U.S. Economy Adds Far Fewer Jobs Than Expected in April

USA-JOBS

Employers decreased hiring for the second straight month in April but the unemployment rate still fell to 8.1 percent, giving mixed messages about the economy's strength ahead of President Barack Obama's November re-election bid.

Employers added 115,000 workers to their payrolls last month, the Labor Department said on Friday.

The reading keeps fears alive that the U.S. economy is losing momentum and dampens hopes that a stretch of strong winter hiring signaled a turning point for the recovery.

The unemployment rate ticked a tenth of a point lower to a three-year low, as people left the work force. The jobless rate is derived from a separate survey of households, which showed a drop in the number of jobs in April.

Still, the government revised upward its initial estimates for payroll growth in February and March by a combined 53,000. That left the six-month average of job growth at 197,000, nearly exactly where it would have been had April job growth come in as expected at 170,000.

"We're still growing just gradually," said Nigel Gault, an economist at IHS Global Insight in Lexington, Massachusetts.

"Hiring is coming back into line with what you would expect with sluggish growth."

The report, which regularly sets the tone for financial markets around the world, could rattle nerves at the White House. Weak U.S. growth and high unemployment create a formidable headwind for Obama, who entered office during the darkest days of the 2007-09 recession.

His Republican challenger, Mitt Romney, repeatedly has accused Obama of doing too little to foster job growth.

The unemployment rate, which soared to as high as 10 percent during Obama's first year in the office, held near 9 percent for most of last year before falling sharply over the winter.

Still, it remains about 2 percentage points higher than its average over the last 50 years, and the U.S. Federal Reserve thinks it probably will not post a full recovery for at least another several years.

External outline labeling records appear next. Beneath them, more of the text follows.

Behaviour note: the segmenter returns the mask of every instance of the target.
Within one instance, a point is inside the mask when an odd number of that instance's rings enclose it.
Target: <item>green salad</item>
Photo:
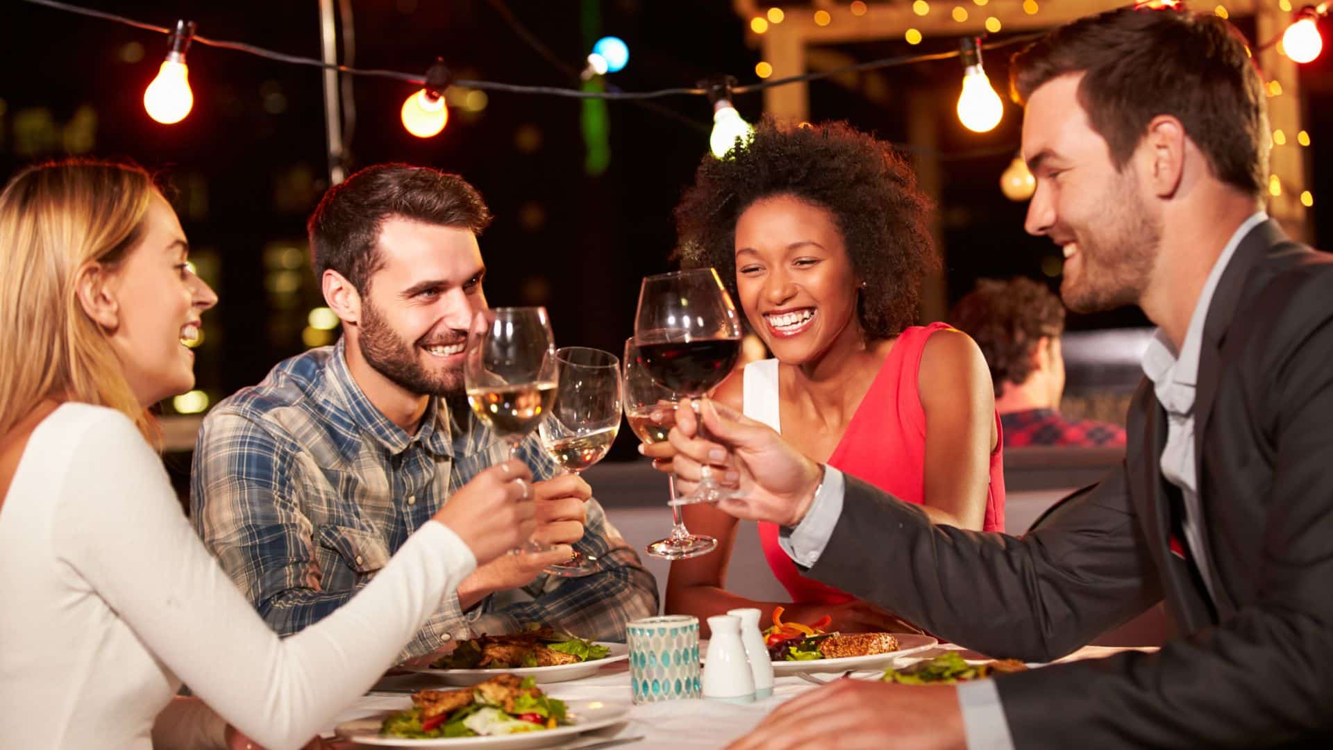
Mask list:
[[[569,723],[564,701],[544,694],[533,678],[496,675],[461,690],[420,690],[413,706],[384,719],[381,737],[437,739],[544,731]]]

Nevertheless, Fed Chairman Ben Bernanke said last month the central bank is providing enough support for the economy.

WEATHER REPORTS

So far this year, the labor market has given mixed signals.

During the winter, fast growth in payrolls led many analysts to think the economy was turning a corner. Then jobs growth braked in March, fueling fears the recovery was losing momentum.

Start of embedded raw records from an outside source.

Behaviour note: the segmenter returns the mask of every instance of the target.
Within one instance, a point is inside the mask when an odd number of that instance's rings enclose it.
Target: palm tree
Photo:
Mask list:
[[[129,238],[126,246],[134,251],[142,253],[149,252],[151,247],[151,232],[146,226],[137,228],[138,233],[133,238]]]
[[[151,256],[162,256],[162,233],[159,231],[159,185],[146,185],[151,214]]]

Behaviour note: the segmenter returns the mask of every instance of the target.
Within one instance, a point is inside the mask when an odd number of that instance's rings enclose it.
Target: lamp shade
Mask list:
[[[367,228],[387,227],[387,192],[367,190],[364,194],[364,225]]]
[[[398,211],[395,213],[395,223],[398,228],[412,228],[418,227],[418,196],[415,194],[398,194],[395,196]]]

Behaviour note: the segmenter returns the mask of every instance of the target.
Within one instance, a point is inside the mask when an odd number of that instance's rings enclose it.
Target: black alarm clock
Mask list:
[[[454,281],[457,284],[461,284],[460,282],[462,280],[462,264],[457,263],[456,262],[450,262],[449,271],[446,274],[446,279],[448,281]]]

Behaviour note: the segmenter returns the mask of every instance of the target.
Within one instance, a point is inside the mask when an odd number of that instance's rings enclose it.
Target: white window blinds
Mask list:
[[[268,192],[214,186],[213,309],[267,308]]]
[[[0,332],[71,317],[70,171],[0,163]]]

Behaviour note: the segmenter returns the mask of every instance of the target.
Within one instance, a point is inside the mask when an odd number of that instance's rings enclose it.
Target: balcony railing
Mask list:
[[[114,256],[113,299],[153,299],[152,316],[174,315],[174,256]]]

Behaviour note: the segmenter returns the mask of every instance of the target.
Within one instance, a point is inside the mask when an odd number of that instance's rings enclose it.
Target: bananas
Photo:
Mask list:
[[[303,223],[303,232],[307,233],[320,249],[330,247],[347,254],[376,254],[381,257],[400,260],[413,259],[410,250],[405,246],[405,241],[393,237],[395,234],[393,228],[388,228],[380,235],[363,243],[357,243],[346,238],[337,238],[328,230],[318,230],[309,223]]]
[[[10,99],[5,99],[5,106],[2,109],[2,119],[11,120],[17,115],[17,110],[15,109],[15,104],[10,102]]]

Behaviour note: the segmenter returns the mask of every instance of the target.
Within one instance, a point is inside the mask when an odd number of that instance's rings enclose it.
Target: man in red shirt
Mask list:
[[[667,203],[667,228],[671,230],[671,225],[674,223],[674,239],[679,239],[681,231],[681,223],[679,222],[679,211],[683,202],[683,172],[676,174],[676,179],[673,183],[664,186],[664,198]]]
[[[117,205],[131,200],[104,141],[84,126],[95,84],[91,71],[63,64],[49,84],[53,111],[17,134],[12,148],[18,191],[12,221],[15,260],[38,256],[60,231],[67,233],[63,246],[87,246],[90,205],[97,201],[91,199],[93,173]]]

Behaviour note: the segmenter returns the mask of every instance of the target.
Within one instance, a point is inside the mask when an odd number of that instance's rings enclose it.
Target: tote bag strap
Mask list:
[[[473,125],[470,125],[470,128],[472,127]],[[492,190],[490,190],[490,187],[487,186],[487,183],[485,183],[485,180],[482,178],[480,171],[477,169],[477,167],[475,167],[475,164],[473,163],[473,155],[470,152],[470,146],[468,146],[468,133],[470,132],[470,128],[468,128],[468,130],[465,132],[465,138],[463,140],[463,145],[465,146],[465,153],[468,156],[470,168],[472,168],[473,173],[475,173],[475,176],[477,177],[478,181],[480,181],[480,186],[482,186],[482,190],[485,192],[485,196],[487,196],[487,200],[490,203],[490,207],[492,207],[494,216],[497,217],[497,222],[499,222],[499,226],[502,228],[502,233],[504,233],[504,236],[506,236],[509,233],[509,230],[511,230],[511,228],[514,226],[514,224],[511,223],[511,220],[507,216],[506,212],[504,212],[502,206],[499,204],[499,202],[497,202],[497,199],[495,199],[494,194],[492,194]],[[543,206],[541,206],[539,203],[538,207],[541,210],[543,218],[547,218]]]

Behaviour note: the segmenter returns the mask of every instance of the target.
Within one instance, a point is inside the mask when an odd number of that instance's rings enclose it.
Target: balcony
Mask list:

Most economists think mild weather muddied the waters, boosting hiring in the winter but making spring look weaker because companies had pulled hiring forward.

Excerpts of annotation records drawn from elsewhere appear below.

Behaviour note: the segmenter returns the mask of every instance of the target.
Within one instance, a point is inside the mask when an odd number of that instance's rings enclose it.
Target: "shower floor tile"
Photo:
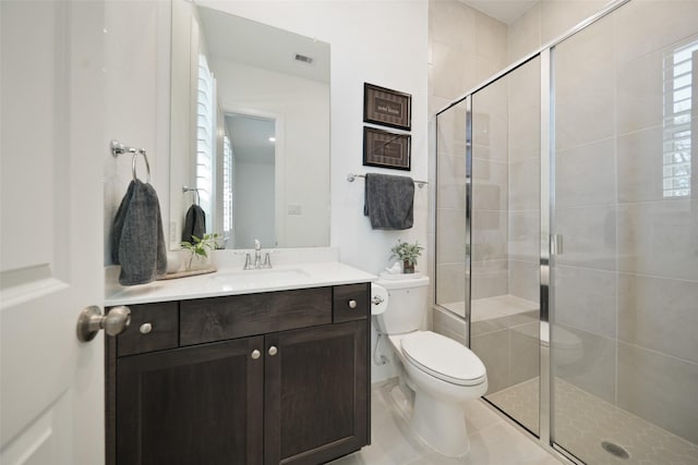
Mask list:
[[[575,386],[555,380],[553,431],[556,442],[589,464],[698,465],[698,445],[659,428]],[[538,378],[513,386],[488,400],[522,425],[538,430]],[[621,445],[621,458],[606,452],[602,441]]]

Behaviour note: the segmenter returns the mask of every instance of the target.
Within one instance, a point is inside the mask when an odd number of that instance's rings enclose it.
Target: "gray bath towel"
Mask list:
[[[189,207],[189,210],[186,210],[184,228],[182,228],[182,241],[193,244],[193,235],[198,238],[204,238],[204,234],[206,234],[206,213],[203,208],[193,204]]]
[[[113,220],[111,258],[121,265],[122,285],[145,284],[167,271],[160,203],[151,184],[129,184]]]
[[[366,174],[363,215],[374,230],[412,228],[414,181],[408,176]]]

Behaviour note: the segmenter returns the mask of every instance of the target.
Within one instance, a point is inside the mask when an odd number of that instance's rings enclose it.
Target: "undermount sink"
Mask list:
[[[267,268],[258,270],[219,271],[209,279],[231,286],[267,286],[294,283],[310,278],[300,268]]]

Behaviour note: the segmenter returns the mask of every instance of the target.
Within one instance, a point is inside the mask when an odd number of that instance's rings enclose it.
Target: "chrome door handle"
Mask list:
[[[77,339],[88,342],[95,339],[97,332],[104,329],[109,335],[121,334],[131,323],[131,309],[120,306],[110,309],[107,315],[96,305],[83,308],[77,317]]]

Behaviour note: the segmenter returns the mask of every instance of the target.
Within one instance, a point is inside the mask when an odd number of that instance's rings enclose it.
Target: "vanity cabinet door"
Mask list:
[[[254,336],[120,357],[117,463],[262,464],[263,350]]]
[[[366,320],[265,336],[265,464],[321,464],[369,443]]]

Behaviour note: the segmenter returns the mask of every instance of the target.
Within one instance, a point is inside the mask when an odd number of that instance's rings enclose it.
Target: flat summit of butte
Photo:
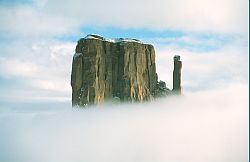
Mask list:
[[[158,81],[153,45],[138,39],[87,35],[77,42],[73,56],[72,105],[151,101],[180,94],[181,66],[180,56],[175,56],[170,90]]]

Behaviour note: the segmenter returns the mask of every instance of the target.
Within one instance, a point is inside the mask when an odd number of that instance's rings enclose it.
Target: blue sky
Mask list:
[[[245,0],[2,0],[0,89],[9,93],[1,98],[70,100],[74,48],[90,33],[153,44],[159,78],[169,88],[175,54],[183,58],[187,92],[245,84],[247,4]]]
[[[0,161],[247,161],[248,6],[0,0]],[[72,109],[72,58],[90,33],[153,44],[170,89],[180,55],[183,97]]]

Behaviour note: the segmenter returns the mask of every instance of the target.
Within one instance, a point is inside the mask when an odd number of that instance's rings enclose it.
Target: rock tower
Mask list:
[[[71,73],[72,105],[104,101],[148,101],[170,93],[158,82],[155,50],[137,39],[81,38],[76,46]]]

"It's not that there's something wrong with the economy. Employment just got ahead of itself," said Robert Mellman, an economist at JPMorgan in New York.

The report showed the private sector accounted for all the job gains in April, adding 130,000 new positions. Manufacturing registering another strong month, adding 16,000.

Wall Street analysts see economic growth holding at a lackluster 2.2 percent annual rate in the second quarter, matching its pace in the first three months of the year.

The length of the average work week held steady at 34.5 hours in April.